The left of center New Popular Front has emerged as the most popular party after France's second round of voting in its national parliamentary election. Le Pen's National Rally party has fallen from its first round triumph to a third placed position, behind both the New Popular Front and President Macron's center-right coalition.
Comparing Le Monde's second round election map with the national picture after the first round of elections reveals the scale in the drop in support for Le Pen's National Rally party when the voters were given a clear choice between a far-right candidate and a candidate from the center-left or center-right. The brown of the National Rally (in the map's above) is far less prominent after the second and final round of voting, particularly when you consider that the scale of the National Rally's support is skewed on Le Monde's election map by its popularity in the geographically larger rural election areas.

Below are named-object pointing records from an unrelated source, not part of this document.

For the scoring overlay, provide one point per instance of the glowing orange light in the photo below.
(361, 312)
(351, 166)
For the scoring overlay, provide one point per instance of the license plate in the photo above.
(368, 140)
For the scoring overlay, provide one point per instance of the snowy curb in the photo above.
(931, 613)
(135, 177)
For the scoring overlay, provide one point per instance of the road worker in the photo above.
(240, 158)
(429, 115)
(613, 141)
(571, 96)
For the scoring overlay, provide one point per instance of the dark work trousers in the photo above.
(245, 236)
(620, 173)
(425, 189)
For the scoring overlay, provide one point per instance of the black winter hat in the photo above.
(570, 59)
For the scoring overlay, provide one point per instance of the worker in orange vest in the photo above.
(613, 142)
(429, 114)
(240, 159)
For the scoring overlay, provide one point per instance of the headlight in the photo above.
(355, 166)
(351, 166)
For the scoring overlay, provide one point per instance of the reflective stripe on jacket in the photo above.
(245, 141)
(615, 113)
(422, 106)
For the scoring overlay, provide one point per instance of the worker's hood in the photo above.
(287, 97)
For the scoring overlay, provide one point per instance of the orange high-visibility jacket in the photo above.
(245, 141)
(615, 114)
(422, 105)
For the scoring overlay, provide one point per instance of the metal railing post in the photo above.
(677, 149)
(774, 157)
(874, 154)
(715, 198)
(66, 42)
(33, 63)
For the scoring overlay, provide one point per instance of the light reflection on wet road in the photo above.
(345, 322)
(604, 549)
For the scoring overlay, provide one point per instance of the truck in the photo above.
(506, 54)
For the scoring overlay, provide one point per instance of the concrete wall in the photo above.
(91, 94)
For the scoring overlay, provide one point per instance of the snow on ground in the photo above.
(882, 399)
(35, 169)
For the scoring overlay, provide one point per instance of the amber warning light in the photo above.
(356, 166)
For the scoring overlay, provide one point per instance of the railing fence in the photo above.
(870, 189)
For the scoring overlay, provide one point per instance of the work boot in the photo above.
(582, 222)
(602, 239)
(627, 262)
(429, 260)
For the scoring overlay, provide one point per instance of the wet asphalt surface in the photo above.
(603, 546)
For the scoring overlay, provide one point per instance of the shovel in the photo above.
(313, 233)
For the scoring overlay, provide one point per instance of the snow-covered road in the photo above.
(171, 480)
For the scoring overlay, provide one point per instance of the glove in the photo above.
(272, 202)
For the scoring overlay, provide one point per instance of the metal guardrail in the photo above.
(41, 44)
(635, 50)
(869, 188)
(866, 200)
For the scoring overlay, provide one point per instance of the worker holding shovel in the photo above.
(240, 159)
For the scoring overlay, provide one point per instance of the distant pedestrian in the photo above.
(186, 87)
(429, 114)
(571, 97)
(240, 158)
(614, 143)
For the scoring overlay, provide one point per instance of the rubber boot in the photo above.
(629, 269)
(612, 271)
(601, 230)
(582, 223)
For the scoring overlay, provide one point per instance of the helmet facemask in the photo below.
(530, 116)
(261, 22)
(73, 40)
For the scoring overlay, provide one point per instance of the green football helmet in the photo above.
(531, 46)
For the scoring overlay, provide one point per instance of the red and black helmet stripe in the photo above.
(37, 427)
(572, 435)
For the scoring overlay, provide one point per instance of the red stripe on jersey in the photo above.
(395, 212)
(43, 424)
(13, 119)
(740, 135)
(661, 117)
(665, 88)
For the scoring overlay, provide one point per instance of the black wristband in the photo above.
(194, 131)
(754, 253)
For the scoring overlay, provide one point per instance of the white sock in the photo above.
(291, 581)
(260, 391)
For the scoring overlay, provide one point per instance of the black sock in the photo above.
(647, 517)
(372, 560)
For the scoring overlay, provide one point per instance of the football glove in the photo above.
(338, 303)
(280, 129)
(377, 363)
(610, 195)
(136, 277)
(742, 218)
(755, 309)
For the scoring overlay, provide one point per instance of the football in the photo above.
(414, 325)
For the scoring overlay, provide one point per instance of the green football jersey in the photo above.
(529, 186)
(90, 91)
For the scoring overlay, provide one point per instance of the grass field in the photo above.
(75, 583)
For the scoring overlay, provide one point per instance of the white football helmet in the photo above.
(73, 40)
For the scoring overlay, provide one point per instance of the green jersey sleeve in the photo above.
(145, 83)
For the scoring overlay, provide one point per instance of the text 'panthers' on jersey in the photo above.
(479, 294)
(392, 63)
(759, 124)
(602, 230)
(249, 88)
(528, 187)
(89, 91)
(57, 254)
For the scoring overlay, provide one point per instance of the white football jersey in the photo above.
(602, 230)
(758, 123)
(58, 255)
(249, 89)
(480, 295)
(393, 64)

Le Parisien's second round results map includes controls which allow you to filter the results by party. The map of National Rally's winning seats (shown in blue in the map above) reveals that the far-right party swept nearly all of the seats on the Mediterranean coast and that the party also has a lot of regional support in the north-east of the country.
Interestingly every UK election map I saw after Thursday's election included a hexmap cartogram view and none of the French election maps I've seen have offered anything over than a strict geographical view. Providing an equal representation view of electoral areas, for example by using a hexmap layer is one way of ensuring that every electoral district is given equal visual weight, regardless of its geographic size.
After the success of the National Rally in the French European elections in June Neocarto did create a map which used proportional symbols to try and give more of an equal visual weight to the different sized electoral areas. The comparison above of the geographical view of the results1 with a proportional symbol map shows how a strictly geographical electoral map can skew the visual picture. The proportional symbol map (on the right) shows in red the areas where the New Popular Front's combined votes could have won in the European elections.
Not only did the Neocarto proportional symbol map show a more balanced picture it also hinted at how the unification of left-wing parties after the European elections in the New Popular Front (NFP) provided a clear challenge to the supremacy of the RN in many electoral constituencies. It will be interesting to see if Neocarto creates a similar proportional symbol map for France's parliamentary election results.
1. these maps don't show the actual European election results but how the results would have looked had the left-wing parties already joined together into the New Popular Front. The New Popular Front was formed on the 10th June, in response to the electoral success of the National Rally in the European elections on the 9th June.